Patten advises searching for companies working on products that will supplant existing drugs because of the way they are administered to patients, for example a medication that can be inhaled, rather than injected.
The 10-year outlook for biotechnology is promising, said Patten, who projects 12% growth, compared to 8% growth of the Nasdaq index.
Regardless of what segment of the world, or industry sub-sector, that investors look toward, the key is to pick funds that offer not only solid returns, but austere administration, said Theodore R. Aronson, managing principal of Aronson+Johnson+Ortiz.

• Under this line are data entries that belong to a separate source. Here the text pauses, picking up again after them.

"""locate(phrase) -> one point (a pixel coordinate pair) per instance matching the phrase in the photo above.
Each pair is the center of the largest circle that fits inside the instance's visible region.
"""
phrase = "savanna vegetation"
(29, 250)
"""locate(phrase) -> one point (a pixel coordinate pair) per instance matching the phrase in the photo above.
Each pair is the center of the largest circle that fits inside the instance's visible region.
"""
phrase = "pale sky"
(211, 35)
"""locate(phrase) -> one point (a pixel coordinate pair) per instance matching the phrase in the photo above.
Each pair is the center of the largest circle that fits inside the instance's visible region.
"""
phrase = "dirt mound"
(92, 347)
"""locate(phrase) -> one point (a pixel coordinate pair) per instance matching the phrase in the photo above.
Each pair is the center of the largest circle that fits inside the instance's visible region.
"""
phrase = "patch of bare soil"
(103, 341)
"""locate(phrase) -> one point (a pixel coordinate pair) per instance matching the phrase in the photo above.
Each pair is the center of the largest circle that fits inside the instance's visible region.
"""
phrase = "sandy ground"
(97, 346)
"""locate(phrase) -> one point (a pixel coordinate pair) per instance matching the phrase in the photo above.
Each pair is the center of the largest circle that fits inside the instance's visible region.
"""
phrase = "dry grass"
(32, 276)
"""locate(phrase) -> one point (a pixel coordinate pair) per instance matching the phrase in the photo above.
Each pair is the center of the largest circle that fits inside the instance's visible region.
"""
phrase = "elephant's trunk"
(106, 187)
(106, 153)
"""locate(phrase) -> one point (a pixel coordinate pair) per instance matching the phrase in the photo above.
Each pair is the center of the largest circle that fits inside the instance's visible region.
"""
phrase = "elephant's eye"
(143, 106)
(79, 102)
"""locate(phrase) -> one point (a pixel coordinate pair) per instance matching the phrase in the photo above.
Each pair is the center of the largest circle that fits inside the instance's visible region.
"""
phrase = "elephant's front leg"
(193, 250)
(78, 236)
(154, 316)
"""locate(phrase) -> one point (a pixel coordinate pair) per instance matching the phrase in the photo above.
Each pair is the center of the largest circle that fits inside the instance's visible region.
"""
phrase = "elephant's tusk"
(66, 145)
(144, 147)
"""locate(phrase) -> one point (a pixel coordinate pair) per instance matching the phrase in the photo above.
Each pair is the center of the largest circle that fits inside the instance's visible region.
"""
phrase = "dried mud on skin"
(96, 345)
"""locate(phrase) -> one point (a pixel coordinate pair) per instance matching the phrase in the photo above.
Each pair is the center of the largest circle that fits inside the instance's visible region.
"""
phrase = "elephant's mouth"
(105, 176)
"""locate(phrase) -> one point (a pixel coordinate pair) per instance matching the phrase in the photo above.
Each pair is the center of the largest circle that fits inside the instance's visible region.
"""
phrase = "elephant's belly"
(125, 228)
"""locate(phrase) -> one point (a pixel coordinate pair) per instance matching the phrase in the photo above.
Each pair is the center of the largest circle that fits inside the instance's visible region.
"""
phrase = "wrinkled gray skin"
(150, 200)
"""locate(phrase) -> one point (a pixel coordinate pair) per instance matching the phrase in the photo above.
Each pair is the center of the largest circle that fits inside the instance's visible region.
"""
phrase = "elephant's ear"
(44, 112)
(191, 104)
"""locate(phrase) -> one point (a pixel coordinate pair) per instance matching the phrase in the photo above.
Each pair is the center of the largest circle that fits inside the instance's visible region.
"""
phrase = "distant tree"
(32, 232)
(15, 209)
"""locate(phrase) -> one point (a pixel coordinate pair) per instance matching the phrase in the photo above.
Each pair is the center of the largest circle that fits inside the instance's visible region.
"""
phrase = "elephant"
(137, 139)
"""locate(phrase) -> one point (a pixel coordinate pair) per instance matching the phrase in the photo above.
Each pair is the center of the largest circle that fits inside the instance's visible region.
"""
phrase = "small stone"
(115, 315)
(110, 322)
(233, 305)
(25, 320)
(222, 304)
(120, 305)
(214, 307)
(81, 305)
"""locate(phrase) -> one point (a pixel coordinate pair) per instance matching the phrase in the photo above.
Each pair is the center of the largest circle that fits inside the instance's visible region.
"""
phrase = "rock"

Manager of the Philadelphia-based Quaker Small-Cap Value Fund, Aronson warned investors to pay close attention to how management costs erode the real value of their funds. "If you don't recognize the hidden costs, they will clobber you," Aronson said. Funds can charge as little as less than one percentage point to more than 17.5%, and justify either extreme, Aronson said. "Soft dollars are the biggest disgrace in the industry," he said, predicting their demise within five years.
Most importantly, Aronson added, investors must be realistic. Beating the benchmark by 3% is good, said Aronson, whose own small-cap fund has outpaced the Russell 2000 index by 5.2% in the past nine years. "You better be clear about your expectations, or clients will over-expect," he said.